- Villa Unión. La casa con tejas de la abuela, aquella de mis primeros recuerdos, es ahora un Oxxo. Está a dos cuadras del restaurante El Cuchupetas, principal referente de Villa Unión, el pueblo del sur de Sinaloa donde naciste. Íbamos desde Culiacán en un Tres Estrellas de Oro, aquella línea de autobuses conducidos por choferes de mal trato. En Villa Unión iba al cine Nacional, que exhibía películas de Pedro Infante y de El Santo. Tú llorabas siempre que teníamos que volver a Culiacán. Me decías que a lo mejor era la última vez que veías a tu madre, pues estaba enferma y mayor.

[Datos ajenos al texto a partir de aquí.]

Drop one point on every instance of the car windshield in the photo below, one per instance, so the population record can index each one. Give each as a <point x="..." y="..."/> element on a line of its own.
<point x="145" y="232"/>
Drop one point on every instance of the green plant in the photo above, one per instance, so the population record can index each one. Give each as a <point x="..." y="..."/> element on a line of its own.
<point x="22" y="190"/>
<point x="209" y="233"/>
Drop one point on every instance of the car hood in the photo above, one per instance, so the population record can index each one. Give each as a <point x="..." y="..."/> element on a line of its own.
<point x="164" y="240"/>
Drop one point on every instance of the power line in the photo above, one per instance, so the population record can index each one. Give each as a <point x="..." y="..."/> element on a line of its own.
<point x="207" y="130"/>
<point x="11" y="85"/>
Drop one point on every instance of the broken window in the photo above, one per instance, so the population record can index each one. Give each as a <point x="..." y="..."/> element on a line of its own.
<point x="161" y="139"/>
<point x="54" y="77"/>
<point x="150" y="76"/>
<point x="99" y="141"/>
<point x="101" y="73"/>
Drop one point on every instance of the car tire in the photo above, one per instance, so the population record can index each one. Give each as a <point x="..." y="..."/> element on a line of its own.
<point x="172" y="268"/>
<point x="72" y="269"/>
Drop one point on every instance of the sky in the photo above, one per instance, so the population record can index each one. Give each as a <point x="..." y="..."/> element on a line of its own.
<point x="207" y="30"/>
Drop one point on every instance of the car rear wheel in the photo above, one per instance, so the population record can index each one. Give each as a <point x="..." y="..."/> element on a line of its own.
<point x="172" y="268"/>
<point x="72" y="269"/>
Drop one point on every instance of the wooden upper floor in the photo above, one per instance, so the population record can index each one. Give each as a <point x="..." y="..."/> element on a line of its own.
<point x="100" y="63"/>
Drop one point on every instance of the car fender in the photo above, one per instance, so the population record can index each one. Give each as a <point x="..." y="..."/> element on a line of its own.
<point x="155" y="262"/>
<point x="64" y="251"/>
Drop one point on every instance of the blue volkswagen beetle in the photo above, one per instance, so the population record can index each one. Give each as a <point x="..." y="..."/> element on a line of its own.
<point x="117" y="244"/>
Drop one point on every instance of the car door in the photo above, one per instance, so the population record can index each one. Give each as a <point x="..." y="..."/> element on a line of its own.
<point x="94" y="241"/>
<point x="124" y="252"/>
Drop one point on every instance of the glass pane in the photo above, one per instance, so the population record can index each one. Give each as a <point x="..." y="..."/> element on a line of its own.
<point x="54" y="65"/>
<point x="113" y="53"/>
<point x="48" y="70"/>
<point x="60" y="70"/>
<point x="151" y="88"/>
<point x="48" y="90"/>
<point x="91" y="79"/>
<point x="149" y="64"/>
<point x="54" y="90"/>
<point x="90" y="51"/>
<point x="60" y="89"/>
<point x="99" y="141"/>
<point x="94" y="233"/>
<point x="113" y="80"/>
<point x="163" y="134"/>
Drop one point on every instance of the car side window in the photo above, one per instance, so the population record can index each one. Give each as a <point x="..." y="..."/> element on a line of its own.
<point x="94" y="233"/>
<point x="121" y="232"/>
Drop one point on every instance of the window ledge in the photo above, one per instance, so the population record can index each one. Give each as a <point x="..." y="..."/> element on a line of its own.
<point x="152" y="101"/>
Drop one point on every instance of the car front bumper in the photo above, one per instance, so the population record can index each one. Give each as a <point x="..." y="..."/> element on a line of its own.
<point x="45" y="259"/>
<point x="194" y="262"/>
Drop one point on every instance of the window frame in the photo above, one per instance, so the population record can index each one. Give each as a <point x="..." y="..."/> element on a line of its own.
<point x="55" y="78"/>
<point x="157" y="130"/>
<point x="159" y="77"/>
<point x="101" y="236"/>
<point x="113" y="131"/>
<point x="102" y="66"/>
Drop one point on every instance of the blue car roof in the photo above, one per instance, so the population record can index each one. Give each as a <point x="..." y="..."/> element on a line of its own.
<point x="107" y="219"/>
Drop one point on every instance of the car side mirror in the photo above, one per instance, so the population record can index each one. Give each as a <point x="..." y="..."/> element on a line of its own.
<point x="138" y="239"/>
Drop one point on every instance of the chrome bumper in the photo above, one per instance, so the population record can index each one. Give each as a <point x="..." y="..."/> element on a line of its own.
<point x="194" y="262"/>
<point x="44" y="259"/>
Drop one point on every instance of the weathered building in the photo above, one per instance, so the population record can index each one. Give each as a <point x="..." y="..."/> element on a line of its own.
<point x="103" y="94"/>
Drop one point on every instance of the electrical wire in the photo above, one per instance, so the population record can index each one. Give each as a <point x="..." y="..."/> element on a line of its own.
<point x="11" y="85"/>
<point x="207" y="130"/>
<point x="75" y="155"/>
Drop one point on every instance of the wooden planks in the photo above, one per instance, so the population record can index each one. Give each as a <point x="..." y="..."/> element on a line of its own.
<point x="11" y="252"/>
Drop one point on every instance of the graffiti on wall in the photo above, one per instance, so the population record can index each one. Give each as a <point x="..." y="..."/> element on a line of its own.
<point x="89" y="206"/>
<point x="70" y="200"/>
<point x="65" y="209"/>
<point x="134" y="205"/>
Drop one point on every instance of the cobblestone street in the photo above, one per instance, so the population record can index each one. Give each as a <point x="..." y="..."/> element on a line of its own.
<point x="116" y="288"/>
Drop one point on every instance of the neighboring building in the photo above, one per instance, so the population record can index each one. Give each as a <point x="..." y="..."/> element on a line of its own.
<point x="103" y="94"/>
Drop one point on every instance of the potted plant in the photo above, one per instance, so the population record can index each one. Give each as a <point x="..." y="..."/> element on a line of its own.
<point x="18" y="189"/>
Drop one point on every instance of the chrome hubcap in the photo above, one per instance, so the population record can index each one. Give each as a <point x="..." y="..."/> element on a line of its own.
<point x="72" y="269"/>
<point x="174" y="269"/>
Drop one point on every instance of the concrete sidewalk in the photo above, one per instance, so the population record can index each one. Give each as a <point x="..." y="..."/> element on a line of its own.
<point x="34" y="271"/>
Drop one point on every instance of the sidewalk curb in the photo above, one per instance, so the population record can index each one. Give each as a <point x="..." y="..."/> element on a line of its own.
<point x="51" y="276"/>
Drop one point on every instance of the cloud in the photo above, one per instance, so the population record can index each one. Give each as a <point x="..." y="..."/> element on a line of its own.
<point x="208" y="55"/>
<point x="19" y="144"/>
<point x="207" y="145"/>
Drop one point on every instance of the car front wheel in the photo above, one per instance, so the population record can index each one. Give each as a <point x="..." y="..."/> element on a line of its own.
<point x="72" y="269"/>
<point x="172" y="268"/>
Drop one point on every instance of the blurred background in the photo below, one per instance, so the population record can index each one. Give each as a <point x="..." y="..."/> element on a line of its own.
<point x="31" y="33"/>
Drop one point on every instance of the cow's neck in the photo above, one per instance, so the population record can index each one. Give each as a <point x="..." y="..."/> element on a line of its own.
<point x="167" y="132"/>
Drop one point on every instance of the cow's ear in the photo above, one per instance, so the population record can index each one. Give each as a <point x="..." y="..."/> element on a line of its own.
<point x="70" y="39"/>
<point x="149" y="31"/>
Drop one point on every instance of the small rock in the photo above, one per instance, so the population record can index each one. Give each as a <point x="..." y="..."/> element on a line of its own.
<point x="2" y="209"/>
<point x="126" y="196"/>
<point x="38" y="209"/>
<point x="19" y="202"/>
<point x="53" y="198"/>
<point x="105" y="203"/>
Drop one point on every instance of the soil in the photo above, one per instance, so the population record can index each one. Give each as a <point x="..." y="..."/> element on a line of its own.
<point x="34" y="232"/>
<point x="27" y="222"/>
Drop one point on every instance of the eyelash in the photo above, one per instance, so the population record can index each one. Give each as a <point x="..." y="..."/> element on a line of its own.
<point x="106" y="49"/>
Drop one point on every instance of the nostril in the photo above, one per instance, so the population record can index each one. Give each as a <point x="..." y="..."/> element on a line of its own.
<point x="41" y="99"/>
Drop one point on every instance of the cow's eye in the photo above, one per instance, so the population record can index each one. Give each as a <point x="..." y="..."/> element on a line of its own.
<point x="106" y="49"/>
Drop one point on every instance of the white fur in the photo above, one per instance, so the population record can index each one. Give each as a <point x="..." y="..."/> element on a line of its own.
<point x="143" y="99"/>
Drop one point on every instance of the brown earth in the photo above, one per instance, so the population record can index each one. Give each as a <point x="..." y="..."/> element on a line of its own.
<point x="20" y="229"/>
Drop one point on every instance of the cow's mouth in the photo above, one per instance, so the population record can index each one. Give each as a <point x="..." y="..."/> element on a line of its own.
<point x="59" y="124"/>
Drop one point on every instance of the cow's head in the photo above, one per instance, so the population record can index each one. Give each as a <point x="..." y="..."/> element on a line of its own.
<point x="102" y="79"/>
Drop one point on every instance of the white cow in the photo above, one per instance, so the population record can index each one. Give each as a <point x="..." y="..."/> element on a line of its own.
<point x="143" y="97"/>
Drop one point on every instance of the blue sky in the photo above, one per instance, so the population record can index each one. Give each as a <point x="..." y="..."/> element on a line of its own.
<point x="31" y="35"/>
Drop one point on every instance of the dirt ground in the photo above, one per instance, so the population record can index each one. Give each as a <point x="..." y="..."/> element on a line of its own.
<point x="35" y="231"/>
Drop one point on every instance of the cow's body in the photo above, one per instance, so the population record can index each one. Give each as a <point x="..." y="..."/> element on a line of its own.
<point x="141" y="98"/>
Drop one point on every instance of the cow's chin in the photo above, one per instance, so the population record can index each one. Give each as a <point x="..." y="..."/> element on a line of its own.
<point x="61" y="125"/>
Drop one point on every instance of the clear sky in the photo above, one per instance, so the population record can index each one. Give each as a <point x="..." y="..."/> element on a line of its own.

- El Mercado Garmendia. Todos los lunes me llevabas al mercado Garmendia. Tú con una bolsa de ixtle, yo con otra. En ese tiempo las naranjas sabían a naranjas y las sandías a sandías. Siempre preguntabas los precios de las verduras y la carne. Lo hacías para quejarte: la queja era y es uno de los placeres preferidos de los clientes de los mercados. Me decías que la vida estaba muy cara. Terminadas las compras, íbamos por una lisa ahumada para llevar, en un restaurante que estaba enfrente del correo. Luego subíamos al camión El Rayito, para volver a casa. En el trayecto, escuchábamos en el estéreo del chofer, canciones de Leo Dan, Los Ángeles Negros y de Los Potros. Yo te miraba de reojo: eras una mujer bella.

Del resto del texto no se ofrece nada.